I got down from Brisbane to Cbus Super Stadium with my brother on Saturday to watch the Rugby Championship double-header, the two-for-one tickets making a Bosley boys weekend at the Gold Coast an easy decision.
It was my first time there, and heading into the stadium we were joined by a multinational crowd dressed in green and gold, gold and green or black, and there were even a few with blue and white stripes.
Cbus is a lot smaller than Suncorp Stadium in Brisbane, and our seats were in the third row on the corner, just past one of the try lines. It gave us a cracking view of the action at our end of the park and an interesting wide rear-on view of the other end.
The Wallabies and Pumas started proceedings, with the highlight up our end of the park being the first try of Andrew Kellaway’s hat-trick, which came off a blockbuster run by Rob Valentini and an unselfish pass to Kellaway to finish. I thought Valentini was set to shrug off the backs covering him and score himself, but his willingness to forgo personal glory for the result was commendable.
A lot of the rest of the Wallabies scoring action was at the other end of the park, with the view allowing an appreciation of how hard these Wallabies are now working off the ball in attack, providing dummy runners and ensuring that playmakers have multiple attacking options. Folau Fainga’a stood out as really involving himself in attack; it was pretty impressive to see his speed and urgency around the park for a hooker.
Things went a bit pear-shaped for the Wallabies in the last 20, and that is for them their coaches to look at. Suffice to say by the 72 minute, with the Wallabies having an unbeatable lead but with the ever meticulous Jaco Peyper checking the grounding on an Argentinean try in front of us and the Pumas captain standing next to him looking desperate to save some face, it may have been loudly suggested that Peyper to “just give it to them and get on with it”.
In our stand we labelled that the ‘Byron Bay try’ in honour of those Pumas players who got trapped among the beautiful people in the sexiest place on earth.
The All Blacks-Springboks game an hour later was a real treat that we are unlikely to see again in Australia unless we get hosting rights to the World Cup. I was unfortunately caught in a drinks line during the anthems, but my brother commented on the deafening roar of the fans from both teams singing along. Fortunately I got back in time for the haka. The intensity and excitement were palpable.
The players lived up to expectations, with my first live impression of how much these matches mean to people in these two countries being when Duane Vermeulen turned and ran 20 metres to attempt to tackle Sevu Reece. The lightning-quick winger just made it over for a try right in front of us. I will forever have the vision of 35-year-old, 117-kilogram 193-centimetre Vermeulen galloping towards us like a cape buffalo bull in its prime burnt into my brain!

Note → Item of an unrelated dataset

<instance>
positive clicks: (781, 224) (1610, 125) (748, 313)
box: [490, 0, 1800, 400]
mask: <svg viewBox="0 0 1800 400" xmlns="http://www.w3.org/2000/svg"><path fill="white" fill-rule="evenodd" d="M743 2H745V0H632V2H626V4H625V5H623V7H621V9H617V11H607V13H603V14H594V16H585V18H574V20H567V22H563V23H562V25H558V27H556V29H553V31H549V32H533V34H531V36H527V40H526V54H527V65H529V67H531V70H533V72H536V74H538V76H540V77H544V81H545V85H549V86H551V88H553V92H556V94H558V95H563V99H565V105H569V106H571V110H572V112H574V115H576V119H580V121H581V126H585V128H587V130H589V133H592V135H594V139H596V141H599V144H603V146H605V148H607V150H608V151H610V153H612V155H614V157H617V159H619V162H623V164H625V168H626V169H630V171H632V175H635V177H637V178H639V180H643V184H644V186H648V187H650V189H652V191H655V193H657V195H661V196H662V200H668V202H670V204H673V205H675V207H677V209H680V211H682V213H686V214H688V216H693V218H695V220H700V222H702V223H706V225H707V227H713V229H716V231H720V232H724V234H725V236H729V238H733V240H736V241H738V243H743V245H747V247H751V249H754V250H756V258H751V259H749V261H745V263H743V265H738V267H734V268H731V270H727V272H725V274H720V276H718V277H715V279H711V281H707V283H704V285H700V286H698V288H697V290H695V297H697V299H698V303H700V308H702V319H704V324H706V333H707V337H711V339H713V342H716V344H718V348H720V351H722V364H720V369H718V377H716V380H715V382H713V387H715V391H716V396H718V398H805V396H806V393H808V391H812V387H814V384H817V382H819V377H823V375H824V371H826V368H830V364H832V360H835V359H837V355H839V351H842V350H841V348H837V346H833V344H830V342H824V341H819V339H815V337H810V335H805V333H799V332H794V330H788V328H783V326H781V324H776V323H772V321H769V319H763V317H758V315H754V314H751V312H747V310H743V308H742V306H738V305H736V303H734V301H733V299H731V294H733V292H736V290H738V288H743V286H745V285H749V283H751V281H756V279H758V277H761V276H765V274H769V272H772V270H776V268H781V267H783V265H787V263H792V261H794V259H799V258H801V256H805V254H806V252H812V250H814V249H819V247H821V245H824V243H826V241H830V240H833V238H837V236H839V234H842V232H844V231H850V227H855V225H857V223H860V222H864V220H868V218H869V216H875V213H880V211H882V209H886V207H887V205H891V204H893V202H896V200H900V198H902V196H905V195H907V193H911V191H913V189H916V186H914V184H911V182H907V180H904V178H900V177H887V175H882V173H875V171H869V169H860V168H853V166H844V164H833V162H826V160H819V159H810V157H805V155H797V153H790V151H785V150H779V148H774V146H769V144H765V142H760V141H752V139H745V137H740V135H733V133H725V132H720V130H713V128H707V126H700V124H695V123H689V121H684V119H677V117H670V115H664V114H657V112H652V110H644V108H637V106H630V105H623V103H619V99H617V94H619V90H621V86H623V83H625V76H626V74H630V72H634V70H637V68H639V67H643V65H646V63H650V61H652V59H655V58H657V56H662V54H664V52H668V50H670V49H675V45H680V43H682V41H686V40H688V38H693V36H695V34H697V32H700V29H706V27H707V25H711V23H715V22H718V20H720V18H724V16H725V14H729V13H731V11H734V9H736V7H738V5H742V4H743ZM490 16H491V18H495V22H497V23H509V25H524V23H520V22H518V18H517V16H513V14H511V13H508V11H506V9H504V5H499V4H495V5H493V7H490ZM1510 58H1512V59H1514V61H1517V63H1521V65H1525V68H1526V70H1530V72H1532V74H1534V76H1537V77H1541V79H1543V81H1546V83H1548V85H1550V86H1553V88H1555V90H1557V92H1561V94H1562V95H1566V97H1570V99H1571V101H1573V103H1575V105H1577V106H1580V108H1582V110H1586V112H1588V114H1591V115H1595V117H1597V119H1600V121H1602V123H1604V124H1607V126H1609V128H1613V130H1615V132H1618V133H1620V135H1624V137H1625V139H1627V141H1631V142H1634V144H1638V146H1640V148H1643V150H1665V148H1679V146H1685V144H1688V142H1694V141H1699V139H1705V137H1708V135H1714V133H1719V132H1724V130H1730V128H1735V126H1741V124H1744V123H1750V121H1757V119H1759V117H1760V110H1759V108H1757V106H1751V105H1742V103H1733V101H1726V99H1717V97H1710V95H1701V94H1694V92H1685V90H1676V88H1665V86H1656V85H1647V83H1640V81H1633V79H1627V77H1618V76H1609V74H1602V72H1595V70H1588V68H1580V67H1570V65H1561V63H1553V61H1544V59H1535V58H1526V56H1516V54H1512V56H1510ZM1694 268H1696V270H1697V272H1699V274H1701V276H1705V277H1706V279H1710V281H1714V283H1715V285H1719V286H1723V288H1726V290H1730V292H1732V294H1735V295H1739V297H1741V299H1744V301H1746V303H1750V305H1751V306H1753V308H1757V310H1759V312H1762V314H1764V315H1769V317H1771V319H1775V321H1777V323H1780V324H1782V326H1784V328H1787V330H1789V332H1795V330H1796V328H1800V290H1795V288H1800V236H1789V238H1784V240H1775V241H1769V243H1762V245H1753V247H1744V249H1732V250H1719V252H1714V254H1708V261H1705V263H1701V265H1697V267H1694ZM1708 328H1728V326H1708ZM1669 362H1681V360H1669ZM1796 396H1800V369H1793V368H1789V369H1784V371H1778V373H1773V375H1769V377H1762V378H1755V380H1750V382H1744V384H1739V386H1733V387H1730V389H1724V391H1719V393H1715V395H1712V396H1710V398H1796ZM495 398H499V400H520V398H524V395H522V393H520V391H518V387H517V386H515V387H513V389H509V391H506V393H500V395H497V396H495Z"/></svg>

Another highlight was being right in front of Beauden Barrett, Rieko Ioane and Ardie Savea thrust through the Boks defence like a rapier to score. The move was an All Blacks masterpiece in the instinctive rugby that they do best and all the rest aspire to be able to match.
I hesitate to call Springboks titan Eben Etzebeth walking around bleeding profusely after a nasty head clash up the other end of the park a highlight. However, while he was getting treated before leaving the park I was imagining the man who never smiles unless he has just won a World Cup arguing with the Springboks medical staff: “I’m alright to finish the game, Doc. It’s just an eye”.
The game ended in dramatic fashion, with the Springboks winning the last of dozens of mighty clashes at the breakdown to set up Elton Jantjies to kick the winning penalty goal into a stand of Rainbow Nation supporters, who were belting out a rapturous rendition of ‘ole, ole’. Then hands were shaken between opposing fans along with the predictable but still amusing comments from a few Kiwis that, “At least we didn’t lose to Australia”, and we all paraded out into the night.
I doubt that there was a single dissatisfied customer, so if it is commercially possible, let’s find a way to keep this Rugby Championship double-header thing going.